He said, she said: And the award for the hardest part of wedding planning goes to…

Published 12:00 am Sunday, August 30, 2015

By David McDowell

Special to the Post

Planning a wedding has been one of the more difficult things that I have had to tackle in my life. The issue hasn’t come from the decisions that we’re making, it’s the fact of having to deal with the emotions behind the decisions. Choosing who to invite has become one of the most contentious aspects of the process.

As Jeanie said in her article, my family is a traditionally large baby boomer family. My dad is one of four, and my cousins have grown and began to have multiple children of their own. On my mom’s side, she is one of five, and my cousins are just starting to have children of their own, meaning toddlers and infants will be present.

Jeanie’s family, on the other hand, is about half the size. On her mom’s side, Jeanie is one of two grandchildren. On her dad’s side, there are a few more aunts, uncles and cousins to account for.

When we first went through our lists, I realized just how much I have been blessed with so many people in my life that made a genuine impact. I could tell the same went for Jeanie.
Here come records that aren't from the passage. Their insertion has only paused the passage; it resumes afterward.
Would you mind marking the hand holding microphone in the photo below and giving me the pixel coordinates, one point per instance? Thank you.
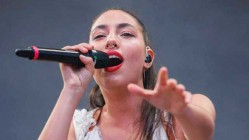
(101, 59)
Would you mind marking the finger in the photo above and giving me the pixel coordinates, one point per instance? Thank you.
(188, 96)
(172, 84)
(180, 88)
(134, 89)
(162, 76)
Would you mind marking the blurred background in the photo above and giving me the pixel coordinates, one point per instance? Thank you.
(204, 44)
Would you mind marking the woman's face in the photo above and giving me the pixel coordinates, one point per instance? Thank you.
(119, 34)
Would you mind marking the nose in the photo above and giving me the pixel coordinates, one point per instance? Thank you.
(111, 42)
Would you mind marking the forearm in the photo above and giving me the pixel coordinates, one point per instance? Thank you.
(196, 123)
(58, 124)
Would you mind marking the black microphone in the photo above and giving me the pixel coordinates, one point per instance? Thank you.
(101, 59)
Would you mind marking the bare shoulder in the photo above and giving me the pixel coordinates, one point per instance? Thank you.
(204, 102)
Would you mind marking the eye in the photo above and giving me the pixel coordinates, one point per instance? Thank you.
(98, 36)
(127, 34)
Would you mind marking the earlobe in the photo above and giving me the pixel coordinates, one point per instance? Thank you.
(149, 57)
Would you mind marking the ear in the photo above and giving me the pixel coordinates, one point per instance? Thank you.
(150, 52)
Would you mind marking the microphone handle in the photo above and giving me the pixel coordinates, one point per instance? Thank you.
(63, 56)
(101, 59)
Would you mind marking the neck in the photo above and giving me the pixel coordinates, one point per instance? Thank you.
(120, 104)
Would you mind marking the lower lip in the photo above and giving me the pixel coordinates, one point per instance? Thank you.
(114, 68)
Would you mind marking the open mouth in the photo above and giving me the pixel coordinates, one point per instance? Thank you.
(115, 61)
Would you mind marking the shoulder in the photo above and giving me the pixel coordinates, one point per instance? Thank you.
(82, 120)
(205, 103)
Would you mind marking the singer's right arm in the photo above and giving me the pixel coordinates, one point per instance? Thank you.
(75, 81)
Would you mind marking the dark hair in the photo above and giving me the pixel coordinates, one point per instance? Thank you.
(150, 117)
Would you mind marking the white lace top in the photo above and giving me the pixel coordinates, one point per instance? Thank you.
(83, 120)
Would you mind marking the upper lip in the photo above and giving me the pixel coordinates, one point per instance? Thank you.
(112, 53)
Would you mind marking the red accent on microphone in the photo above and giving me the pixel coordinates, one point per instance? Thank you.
(36, 52)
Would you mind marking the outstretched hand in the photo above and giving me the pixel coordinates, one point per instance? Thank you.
(167, 95)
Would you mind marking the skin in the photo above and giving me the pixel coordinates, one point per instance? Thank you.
(194, 114)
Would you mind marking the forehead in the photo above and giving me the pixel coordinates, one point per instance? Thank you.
(115, 17)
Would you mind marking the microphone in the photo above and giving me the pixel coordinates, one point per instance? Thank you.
(100, 59)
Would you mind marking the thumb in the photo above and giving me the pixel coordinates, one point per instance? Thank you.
(136, 90)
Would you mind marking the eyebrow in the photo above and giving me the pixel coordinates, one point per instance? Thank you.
(119, 26)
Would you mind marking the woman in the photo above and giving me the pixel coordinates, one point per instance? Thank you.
(128, 103)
After splitting out the attendants for the wedding into their respective sides, it became clear that whether we split the invites into thirds, or even just halves, that I would not be able to invite anyone outside of my family and groomsmen. On the other hand, Jeanie was able to add people to her list because she babysat them when she was 14.

Seeing the obvious disparity, and adding in the significant people in her parents’ life, Jeanie and I talked about various ways to make it work.

Jeanie should get all of the credit for our solution as she suggested to separate families in attendance into a list of “automatically invited.”  After that, we took the remaining open spots and split them into thirds between Jeanie, her parents and myself.

Once we found out how many we can invite, which I believe was 28, picking those individuals was the next hurdle.

For me, I started with the people that were essentially family but not blood related. For instance, my mom’s best friend, Jenn, has been involved so much with our family over the past several years that she comes to almost every family function. There was no hesitation to put her and her family on my list to make sure they were there.

When looking at my college experience, it was a miracle I even graduated. My first year was rough, and it was the faculty and staff that rallied around me, helped me adjust and get back on track. Without these people, I would not be the man I am today, so I felt it was important to invite them to see me take that next step in life.

As my reasoning and logic continued from there, I went through my list quickly and still had probably 30 names left over. After review and review, I kept trimming the list down, but I’m still struggling with deciding on several people. Hopefully, by the time we send out the invitations I will have figured it out. Until then, pray for my sanity.